Arun Agrawal is Associate Professor in the School of Natural Resources and Environment at the University of Michigan. He is the author of Greener Pastures: Politics, Markets, and Community among a Migrant Pastoral People and a coeditor of Agrarian Environments: Resources, Representations, and Rule in India, both also published by Duke University Press.
This new book, the first full work by Arun Agrawal, is both a captivating account of rural forest politics in India, and a clearly written and strikingly original theoretical political ecology text.
Drawing on Michel Foucault's concept of Governmentality, introduced in Foucault's later essays, Agrawal argues that the very institutions of government shape the subjects that they are governing, and that this practice is particularily striking in the case of resource managment, thus: environmentality.

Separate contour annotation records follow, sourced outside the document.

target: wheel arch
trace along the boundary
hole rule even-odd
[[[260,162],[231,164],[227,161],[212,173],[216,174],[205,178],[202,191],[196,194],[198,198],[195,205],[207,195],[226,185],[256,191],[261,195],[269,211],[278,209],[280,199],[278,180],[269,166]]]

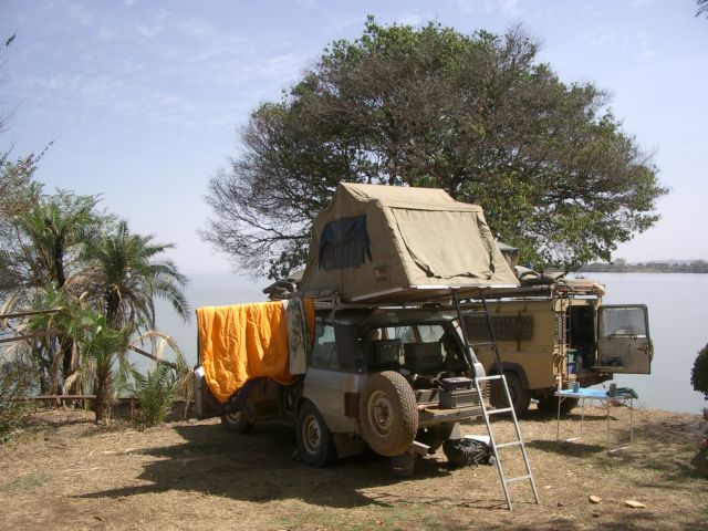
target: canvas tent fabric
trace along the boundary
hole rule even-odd
[[[393,301],[516,285],[481,207],[435,188],[341,183],[313,223],[299,291]]]
[[[300,301],[275,301],[197,309],[199,360],[214,396],[226,403],[249,379],[267,376],[288,385],[290,355],[308,347]],[[289,311],[290,310],[290,311]]]

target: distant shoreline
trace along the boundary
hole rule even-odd
[[[576,273],[708,273],[708,261],[693,260],[680,262],[626,263],[617,260],[613,263],[589,263]]]

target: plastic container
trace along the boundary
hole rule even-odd
[[[445,409],[472,406],[476,400],[476,391],[440,391],[440,407]]]

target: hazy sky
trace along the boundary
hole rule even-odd
[[[238,149],[237,131],[335,39],[379,22],[429,20],[461,32],[522,23],[566,82],[613,94],[614,114],[654,153],[671,189],[659,223],[615,258],[708,258],[708,20],[695,0],[29,1],[0,0],[0,148],[39,152],[38,179],[103,205],[135,232],[174,242],[190,272],[229,269],[196,231],[207,181]],[[482,205],[483,207],[483,205]]]

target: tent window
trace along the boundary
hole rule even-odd
[[[372,259],[366,215],[341,218],[324,226],[320,237],[320,269],[357,268]]]

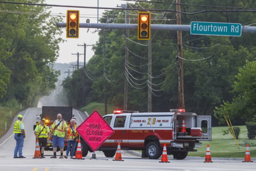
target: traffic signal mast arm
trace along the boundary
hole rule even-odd
[[[66,23],[58,22],[57,26],[59,27],[65,27]],[[120,29],[137,30],[137,24],[110,24],[80,23],[80,28],[99,28],[105,29]],[[174,25],[151,24],[150,25],[151,30],[166,30],[170,31],[190,31],[190,25]],[[242,26],[242,32],[245,33],[256,33],[256,27]]]

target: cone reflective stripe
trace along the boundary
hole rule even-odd
[[[180,132],[180,125],[178,124],[178,121],[177,120],[177,132]]]
[[[205,160],[204,161],[204,163],[206,162],[213,162],[212,161],[212,157],[210,156],[210,146],[209,144],[207,144],[207,147],[206,148],[206,153]]]
[[[182,124],[181,125],[181,130],[180,132],[187,132],[186,130],[186,125],[185,125],[185,121],[184,118],[182,119]]]
[[[33,159],[42,159],[41,156],[41,152],[40,151],[40,146],[39,146],[39,143],[38,140],[37,139],[36,143],[36,149],[35,150],[35,154]]]
[[[113,160],[113,161],[123,161],[122,159],[122,155],[121,154],[121,146],[120,143],[118,142],[118,145],[117,145],[117,150],[116,154],[116,157],[114,160]]]
[[[250,154],[249,150],[249,145],[248,144],[246,145],[246,149],[245,151],[245,160],[243,162],[253,162],[251,160],[251,155]]]
[[[166,151],[166,145],[165,144],[164,145],[164,149],[163,149],[163,153],[162,154],[161,161],[159,161],[159,163],[170,163],[170,161],[168,161],[167,151]]]
[[[76,149],[75,157],[73,158],[73,159],[84,160],[84,159],[83,159],[82,156],[82,151],[81,150],[81,141],[80,140],[78,141],[78,147]]]

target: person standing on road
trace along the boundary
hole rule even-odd
[[[80,140],[80,136],[78,135],[78,133],[76,131],[77,127],[76,125],[76,121],[72,119],[70,121],[71,125],[69,127],[68,130],[68,148],[66,150],[66,156],[64,157],[68,159],[68,154],[70,150],[71,145],[72,145],[72,150],[70,153],[70,159],[73,159],[73,155],[75,152],[75,149],[76,145],[76,142],[78,140]]]
[[[14,123],[14,139],[16,140],[16,146],[14,150],[14,158],[26,158],[22,155],[22,150],[24,144],[24,139],[26,138],[24,123],[22,121],[23,116],[21,114],[18,116],[18,120]],[[18,151],[19,156],[17,153]]]
[[[53,155],[52,158],[56,158],[57,145],[60,150],[60,159],[63,159],[63,153],[64,151],[64,141],[67,140],[67,135],[68,127],[65,121],[62,119],[62,115],[60,113],[57,115],[57,120],[55,120],[52,125],[50,132],[50,137],[53,136]]]
[[[36,127],[34,134],[36,138],[38,140],[39,146],[41,147],[41,156],[43,156],[44,148],[46,147],[47,144],[47,140],[49,138],[48,134],[50,132],[50,129],[47,126],[45,125],[45,119],[43,118],[41,120],[41,124],[38,124]]]

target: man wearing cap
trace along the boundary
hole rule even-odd
[[[41,124],[38,124],[35,129],[34,134],[36,138],[38,140],[39,146],[41,147],[41,156],[43,156],[44,148],[46,147],[47,144],[47,140],[48,138],[48,134],[50,132],[50,129],[47,126],[45,125],[45,119],[43,118],[41,120]]]
[[[52,125],[51,132],[49,137],[53,136],[53,155],[51,158],[56,158],[57,146],[59,146],[60,150],[60,159],[63,159],[63,153],[64,151],[64,141],[66,141],[68,127],[65,121],[62,119],[62,115],[60,113],[57,115],[57,120],[54,121]]]
[[[14,133],[15,134],[14,139],[16,140],[16,146],[14,150],[14,158],[26,158],[22,155],[22,150],[24,144],[24,139],[26,138],[25,128],[24,123],[21,122],[23,116],[21,114],[18,116],[18,120],[14,123]],[[17,153],[18,151],[19,156]]]

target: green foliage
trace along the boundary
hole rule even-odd
[[[4,95],[0,103],[16,99],[34,106],[39,97],[55,89],[60,74],[52,65],[63,41],[56,37],[62,32],[56,23],[62,17],[50,17],[46,12],[49,7],[43,6],[1,3],[0,9],[24,12],[0,14],[0,97]]]
[[[249,139],[253,139],[256,137],[256,123],[249,122],[246,123],[246,128],[248,131],[247,135]]]

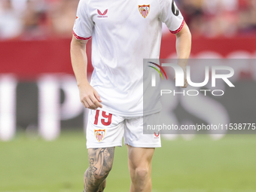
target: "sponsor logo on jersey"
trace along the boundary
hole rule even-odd
[[[172,14],[174,15],[175,15],[175,16],[179,15],[179,10],[178,10],[175,2],[174,2],[174,0],[172,0]]]
[[[142,17],[144,18],[146,18],[146,17],[148,16],[148,13],[149,13],[149,10],[150,10],[150,5],[139,5],[139,13],[141,13],[141,14],[142,15]]]
[[[97,9],[97,11],[98,11],[98,17],[108,17],[108,16],[106,15],[107,13],[108,13],[108,9],[106,9],[103,14],[102,12],[100,12],[100,11],[99,9]]]
[[[94,136],[99,142],[102,141],[105,134],[105,130],[94,130]]]
[[[157,133],[154,132],[154,136],[155,136],[154,139],[159,139],[160,133],[158,132],[158,133],[157,134]]]

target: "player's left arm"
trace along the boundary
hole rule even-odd
[[[184,84],[183,88],[188,85],[187,81],[187,64],[191,51],[191,33],[186,23],[182,29],[176,35],[176,52],[178,59],[178,66],[180,66],[184,73]]]

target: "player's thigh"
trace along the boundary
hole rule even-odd
[[[114,161],[114,147],[89,148],[90,168],[96,177],[105,177],[111,171]]]
[[[123,120],[102,110],[90,110],[87,127],[87,148],[122,146]]]
[[[150,169],[154,152],[154,148],[134,148],[127,145],[127,148],[130,169],[134,170],[138,168]]]

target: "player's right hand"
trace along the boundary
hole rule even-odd
[[[85,108],[96,110],[102,108],[97,91],[89,84],[78,86],[80,100]]]

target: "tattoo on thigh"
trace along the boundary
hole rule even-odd
[[[114,153],[114,147],[88,150],[90,166],[84,174],[86,192],[94,191],[94,187],[99,187],[107,177],[112,167]]]

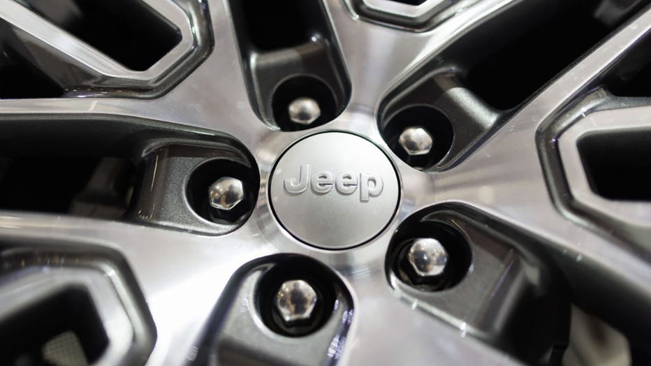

The underlying thesis of the book explores the way in which governments, being characterized by national institutions and ministries that are distant from rural village life in India, shape the subjective practices of the members of these communities in terms of their relation to their local environment and resource use.
In a clear and concise fashion Agrawal takes you through a very indepth case study of how devolution of forest authority to local institutions allowed for the community to reshape their forest practices and in doing so reshape their own relationships to resource use and ecology.